Uzmanlar, birinin bir şeyi “paylaşması” gereken koşulları belirlemekte tereddüt etse de, belirli faktörlerin kararı etkileyebileceğini söyledi. Tıbbi bir durumu açıklamaya yönelik bazı güçlü argümanlar kendi sağlığınızı korumakla ilgilidir.

“Nedeni ne olursa olsun, bir kişinin mahremiyet arzusunu her zaman kabul ediyorum” dedi Dr. Fann. “Ancak, teşhislerini tamamen gizli tutarlarsa veya bunun hakkında konuşamazlarsa (özellikle tedaviye gitmek veya kulak vermek gibi), ihtiyaç duyduklarında yardım istemelerinin onlar için daha zor olabileceğini de açıklıyorum. onlara ihtiyaç duyulduğunda “Streslisin.”

Gizlilik aynı zamanda sosyal izolasyona da yol açabilir.

“Yalnızlığın, bir hastanın hastalıklarıyla ne kadar iyi yaşayabileceği üzerinde derin bir etkisi var” dedi Dr. Kül. “Gizliliğin getirdiği yük gerçekten de çok fazla strese, çok fazla endişeye ve depresyona katkıda bulunuyor.

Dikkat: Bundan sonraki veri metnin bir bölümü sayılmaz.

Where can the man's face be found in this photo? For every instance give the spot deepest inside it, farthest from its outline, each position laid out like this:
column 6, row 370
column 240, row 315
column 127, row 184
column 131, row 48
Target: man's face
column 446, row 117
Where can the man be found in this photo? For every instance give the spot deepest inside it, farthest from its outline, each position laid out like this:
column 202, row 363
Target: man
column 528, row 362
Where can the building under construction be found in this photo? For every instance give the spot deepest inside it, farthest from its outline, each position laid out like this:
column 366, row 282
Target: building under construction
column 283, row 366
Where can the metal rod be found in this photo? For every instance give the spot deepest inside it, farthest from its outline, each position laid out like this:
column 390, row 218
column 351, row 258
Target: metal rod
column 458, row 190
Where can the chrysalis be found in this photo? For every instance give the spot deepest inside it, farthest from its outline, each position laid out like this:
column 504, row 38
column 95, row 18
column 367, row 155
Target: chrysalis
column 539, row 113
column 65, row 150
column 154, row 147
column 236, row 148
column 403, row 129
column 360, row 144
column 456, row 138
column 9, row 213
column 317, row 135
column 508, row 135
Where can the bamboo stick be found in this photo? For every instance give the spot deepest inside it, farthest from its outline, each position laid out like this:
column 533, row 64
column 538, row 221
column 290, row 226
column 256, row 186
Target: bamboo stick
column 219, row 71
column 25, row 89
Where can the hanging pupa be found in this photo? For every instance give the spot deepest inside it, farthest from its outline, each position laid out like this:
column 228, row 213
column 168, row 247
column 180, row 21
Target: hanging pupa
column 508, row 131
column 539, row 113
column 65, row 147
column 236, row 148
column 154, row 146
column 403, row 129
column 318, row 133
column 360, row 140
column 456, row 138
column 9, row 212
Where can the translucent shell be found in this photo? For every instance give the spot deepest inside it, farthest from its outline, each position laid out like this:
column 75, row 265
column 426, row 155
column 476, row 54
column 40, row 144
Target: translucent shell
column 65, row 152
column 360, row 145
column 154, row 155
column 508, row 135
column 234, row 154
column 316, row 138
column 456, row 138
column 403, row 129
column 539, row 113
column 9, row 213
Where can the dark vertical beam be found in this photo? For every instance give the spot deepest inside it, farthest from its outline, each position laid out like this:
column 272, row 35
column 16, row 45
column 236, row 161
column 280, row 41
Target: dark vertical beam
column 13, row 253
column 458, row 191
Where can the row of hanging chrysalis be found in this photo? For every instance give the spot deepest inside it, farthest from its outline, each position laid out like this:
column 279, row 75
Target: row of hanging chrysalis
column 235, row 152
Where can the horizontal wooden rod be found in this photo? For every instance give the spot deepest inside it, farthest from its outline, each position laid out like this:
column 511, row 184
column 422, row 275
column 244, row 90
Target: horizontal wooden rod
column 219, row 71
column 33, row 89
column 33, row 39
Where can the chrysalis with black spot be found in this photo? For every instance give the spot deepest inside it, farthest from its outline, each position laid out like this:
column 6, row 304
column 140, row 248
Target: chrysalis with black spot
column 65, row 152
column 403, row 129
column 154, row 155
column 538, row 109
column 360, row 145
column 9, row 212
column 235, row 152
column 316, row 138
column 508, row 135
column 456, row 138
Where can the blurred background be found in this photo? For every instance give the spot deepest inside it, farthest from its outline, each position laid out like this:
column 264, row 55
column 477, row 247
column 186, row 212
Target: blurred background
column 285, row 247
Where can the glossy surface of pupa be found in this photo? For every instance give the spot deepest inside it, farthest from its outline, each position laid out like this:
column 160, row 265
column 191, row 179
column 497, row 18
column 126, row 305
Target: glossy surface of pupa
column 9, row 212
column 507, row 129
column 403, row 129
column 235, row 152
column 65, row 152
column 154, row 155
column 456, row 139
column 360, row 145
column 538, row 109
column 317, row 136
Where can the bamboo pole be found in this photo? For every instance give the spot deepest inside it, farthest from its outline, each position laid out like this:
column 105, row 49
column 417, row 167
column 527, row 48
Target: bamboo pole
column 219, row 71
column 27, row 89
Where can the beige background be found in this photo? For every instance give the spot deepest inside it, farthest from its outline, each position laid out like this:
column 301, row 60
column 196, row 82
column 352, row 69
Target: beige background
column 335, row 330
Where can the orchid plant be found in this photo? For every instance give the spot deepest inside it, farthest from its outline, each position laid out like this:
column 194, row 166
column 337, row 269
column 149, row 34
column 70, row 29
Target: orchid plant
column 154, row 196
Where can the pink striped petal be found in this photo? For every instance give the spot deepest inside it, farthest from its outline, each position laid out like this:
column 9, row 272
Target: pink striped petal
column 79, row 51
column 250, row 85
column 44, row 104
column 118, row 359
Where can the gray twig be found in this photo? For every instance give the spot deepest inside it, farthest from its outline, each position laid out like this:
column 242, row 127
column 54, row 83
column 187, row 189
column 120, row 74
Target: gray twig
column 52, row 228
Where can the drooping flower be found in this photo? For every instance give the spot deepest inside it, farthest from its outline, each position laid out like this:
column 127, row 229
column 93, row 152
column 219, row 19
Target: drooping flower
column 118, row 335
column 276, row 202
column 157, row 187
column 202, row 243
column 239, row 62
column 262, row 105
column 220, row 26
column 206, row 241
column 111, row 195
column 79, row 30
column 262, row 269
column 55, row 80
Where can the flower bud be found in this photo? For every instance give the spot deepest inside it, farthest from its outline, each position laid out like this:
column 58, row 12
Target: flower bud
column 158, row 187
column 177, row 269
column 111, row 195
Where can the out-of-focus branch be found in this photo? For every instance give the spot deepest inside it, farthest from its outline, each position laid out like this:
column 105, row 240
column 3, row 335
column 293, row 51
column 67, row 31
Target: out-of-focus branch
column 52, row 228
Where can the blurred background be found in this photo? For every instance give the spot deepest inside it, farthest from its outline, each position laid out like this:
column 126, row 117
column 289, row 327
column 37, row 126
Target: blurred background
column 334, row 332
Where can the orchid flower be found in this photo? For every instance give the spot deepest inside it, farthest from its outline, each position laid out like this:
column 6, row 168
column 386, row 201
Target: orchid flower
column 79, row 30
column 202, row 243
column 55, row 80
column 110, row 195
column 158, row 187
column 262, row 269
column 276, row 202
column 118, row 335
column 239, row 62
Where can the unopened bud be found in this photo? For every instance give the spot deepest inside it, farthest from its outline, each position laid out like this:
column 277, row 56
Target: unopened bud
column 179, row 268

Ancak bir hastalığı gizli tutmanın kişisel refahı nasıl etkileyebileceği sorusunun yanı sıra, diğer insanların bilme hakkının da önemli olduğunu belirten Dr. Meyers, bu mutlak değil.

“Herkesin bir kişinin gizli sağlık durumuna ilişkin tüm ayrıntıları bilmesine gerek yok” dedi. Bir arkadaşınıza hastalığınızdan bahsedebilirsiniz ancak tedavinizin ayrıntılarına girmeyebilirsiniz; Veya işvereninizle hayatınızı değiştirecek bir teşhis hakkında konuşabilirsiniz, ancak bunu ancak doktorunuzla uzun vadeli planı tartışmak için zamanınız olduktan sonra yapabilirsiniz. (Genel olarak çoğu çalışanın kişisel sağlık bilgilerini paylaşmasına gerek yoktur.)


Dr. Meyers kendinize şu soruyu sormanızı öneriyor: Söz konusu kişi hayatınız ve refahınız söz konusu olduğunda bir “paydaş” mı, yoksa sadece bir “seyirci” mi? İzleyicilerin pek fazla “bilgi alma hakkı” olmadığını ancak paydaşların bundan etkilendiğini ve bunun dikkate alınması gerektiğini söyledi.

Başka bir deyişle, teşhisten birinci dereceden ailenize bahsetmek isteyebilirsiniz, ancak tüm sosyal ağınızı değil.

“İşlerinde ve kişisel yaşamlarında destek, yardım ve bakım sağlayan başka insanlara sahip olacak kadar şanslı olanlar için, açıklama çok olumlu bir şey olabilir” dedi Dr. Meyers. “Ancak her bireyin gerçekten psikolojik güvenliği ve kırılganlığın pratik yönlerini değerlendirmesi gerekiyor.”